Distribute your Files Globally with Tigris and Fly.io
Hey everyone,
Today’s article is sponsored by Tigris. They were so kind to give me beta access to their globally distributed S3-compatible Object Storage before their public beta launch. Tigris partners with Fly.io to distribute your files globally, which makes accessing them anywhere in the world super fast. Tigris is an excellent drop-in solution if you use S3 and give users access to your files.
I tried out Tigris and was quite impressed. The following blog post contains my experience and a detailed walkthrough of how to integrate Tigris into your Elixir application. Let’s get started!
What’s Tigris
The advantage of Tigris is that it allows low-latency access to your files anywhere in the world. That means users can download files from your server fast, regardless of location. But why is that important?
Usually, when you set up an S3 bucket, you choose only one location to host your files. That means you store all your files in one region. Now, if a user from Australia wants to download a file from your server located in e.g. Amsterdam, the download request travels from Australia to Europe and back. That can take a second or more, which creates a horrible user experience for your Australian user. It would be better if a copy of the file was stored in Australia too. That way, the request stays within the region, which makes it super fast and the user super happy. That’s where Tigris comes in.
Tigris takes over the complex and tedious work of replicating your file in more than one location. When you upload a file, it first stays in the region where you uploaded it. But if a user from another region requests the file, it gets replicated and cached in the other region as well. That way, the file is available as close to the users as possible.
Tigris partners with Fly.io to achieve this replication. Fly is well-known for drastically simplifying the process of running your application in all regions of the world. Tigris uses Fly’s infrastructure to store your files in currently ten regions* but plans to expand the network to all 35 regions served by Fly. It is independent of the regions where you deploy your fly apps. So, even if your app only runs in one region, Tigris will cache your files in all available regions.
This all sounds very complicated, but luckily, the setup is super simple. Tigris mimics the AWS S3 API, so any library that works with S3 also works with Tigris. If you use S3 already with e.g. ExAws.S3, you only have to change a few settings.
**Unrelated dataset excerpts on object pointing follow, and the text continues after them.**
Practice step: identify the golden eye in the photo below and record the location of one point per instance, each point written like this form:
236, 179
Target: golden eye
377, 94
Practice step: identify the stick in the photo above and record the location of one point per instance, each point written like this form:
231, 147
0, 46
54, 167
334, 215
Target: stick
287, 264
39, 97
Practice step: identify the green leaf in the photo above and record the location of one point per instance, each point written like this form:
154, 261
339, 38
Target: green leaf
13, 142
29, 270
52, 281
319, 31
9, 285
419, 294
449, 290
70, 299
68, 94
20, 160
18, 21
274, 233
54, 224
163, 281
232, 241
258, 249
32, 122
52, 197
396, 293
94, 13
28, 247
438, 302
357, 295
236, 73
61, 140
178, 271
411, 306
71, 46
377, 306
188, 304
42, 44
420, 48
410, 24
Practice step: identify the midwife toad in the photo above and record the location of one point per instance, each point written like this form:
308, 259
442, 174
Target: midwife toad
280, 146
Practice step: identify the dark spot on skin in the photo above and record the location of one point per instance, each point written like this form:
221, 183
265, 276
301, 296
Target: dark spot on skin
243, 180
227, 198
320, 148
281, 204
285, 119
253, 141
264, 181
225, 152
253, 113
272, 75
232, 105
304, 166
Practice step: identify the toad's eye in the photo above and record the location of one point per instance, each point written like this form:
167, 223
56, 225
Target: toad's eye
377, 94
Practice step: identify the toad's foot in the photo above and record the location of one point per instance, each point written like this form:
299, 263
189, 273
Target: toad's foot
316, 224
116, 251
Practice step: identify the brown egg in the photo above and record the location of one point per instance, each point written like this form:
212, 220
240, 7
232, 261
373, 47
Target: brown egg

Let’s have a look.
The ten regions are Frankfurt, Sao Paulo, Ashburn (US), Johannesburg, London, Madrid, Chicago, Singapore, San Jose, and Sydney
The Setup
As a demo project, I created a small image guessing game called RecIt
. You can find the demo deployed on Fly.io and the code on GitHub.
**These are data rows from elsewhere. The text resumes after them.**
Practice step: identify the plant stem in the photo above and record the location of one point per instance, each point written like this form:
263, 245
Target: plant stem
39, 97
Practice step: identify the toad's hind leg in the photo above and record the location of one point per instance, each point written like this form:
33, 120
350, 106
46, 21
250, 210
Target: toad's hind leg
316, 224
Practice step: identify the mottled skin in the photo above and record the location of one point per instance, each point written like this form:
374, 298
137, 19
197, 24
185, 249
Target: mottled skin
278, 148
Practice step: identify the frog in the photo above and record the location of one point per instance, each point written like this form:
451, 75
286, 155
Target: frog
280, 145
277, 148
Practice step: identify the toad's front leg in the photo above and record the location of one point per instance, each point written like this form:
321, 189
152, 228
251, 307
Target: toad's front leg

The game is simple: Select the category of sport you see in an image.
Both speed and correctness are important. The faster you categorize the image, the better. That means our application must show the image as fast as possible. Otherwise, players from regions with faster access to the images have an unfair advantage. Let’s see how we can use Tigris to make file access fast for users everywhere.
Add a Tigris Bucket
First, we create a new application with mix phx.new recit
and deploy it to Fly with fly launch
. Now, we can add the S3 bucket managed by Tigris. The following steps are from the official Get Started guide.
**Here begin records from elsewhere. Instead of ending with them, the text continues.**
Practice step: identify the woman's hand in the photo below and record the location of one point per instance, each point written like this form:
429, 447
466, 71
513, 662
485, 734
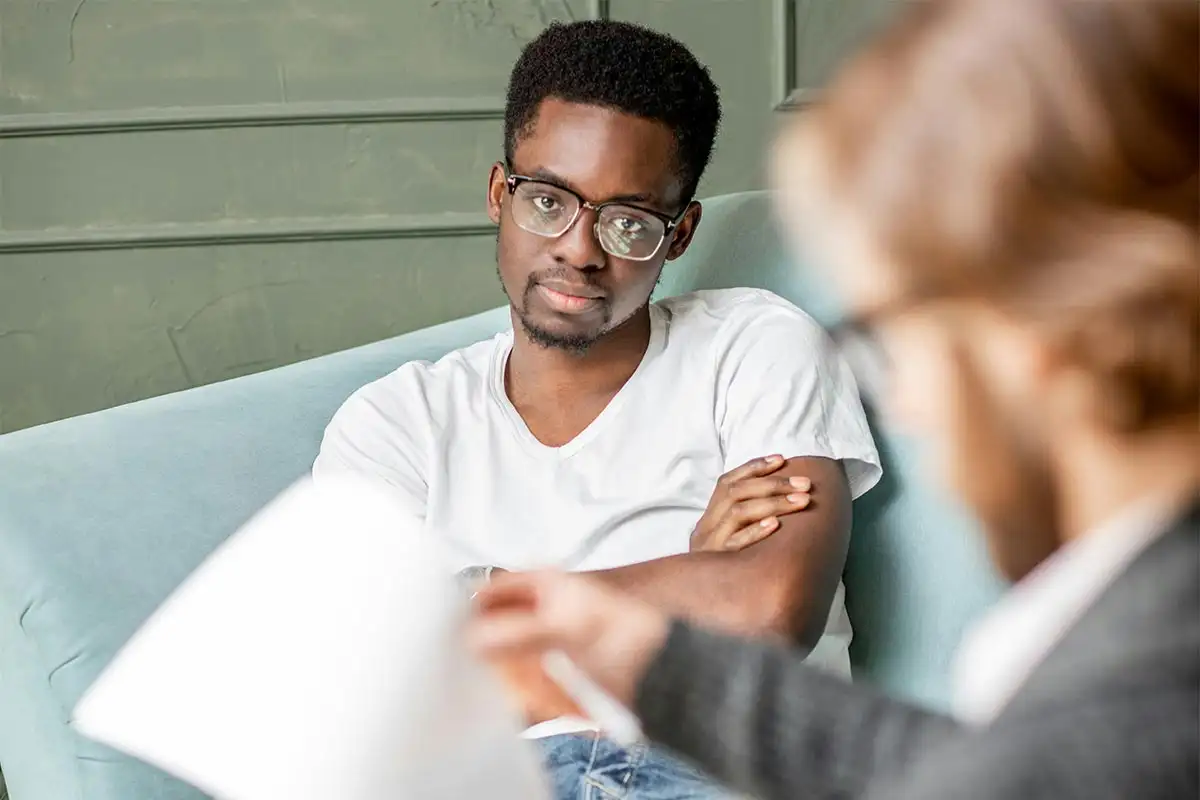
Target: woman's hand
611, 636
First, we need to add our bucket to Fly. Run this and follow the instructions:
fly storage create
If you add a Tigris bucket from inside a fly project, it will automatically add it to the fly app and won’t reveal the environment variables you need to access it. That’s good for production but not so great for local development. Let’s add another bucket for local development. Run the following, and Tigris will reveal the environment variables at the end of the command:
> cd .. && fly storage create➜ Development fly storage create
? Select Organization: Your Organization
? Choose a name, use the default, or leave blank to generate one: my-dev-bucket
Your Tigris project (my-dev-bucket) is ready. See details and next steps with: https://fly.io/docs/reference/tigris/
Set one or more of the following secrets on your target app.
BUCKET_NAME: my-dev-bucket
AWS_ENDPOINT_URL_S3: https://fly.storage.tigris.dev
AWS_ACCESS_KEY_ID: tid_your-access-key
AWS_SECRET_ACCESS_KEY: tsec_your-secret-access-key
AWS_REGION: auto
Don’t forget to copy & paste the environment variables into a .env
file. Now, we can start developing locally.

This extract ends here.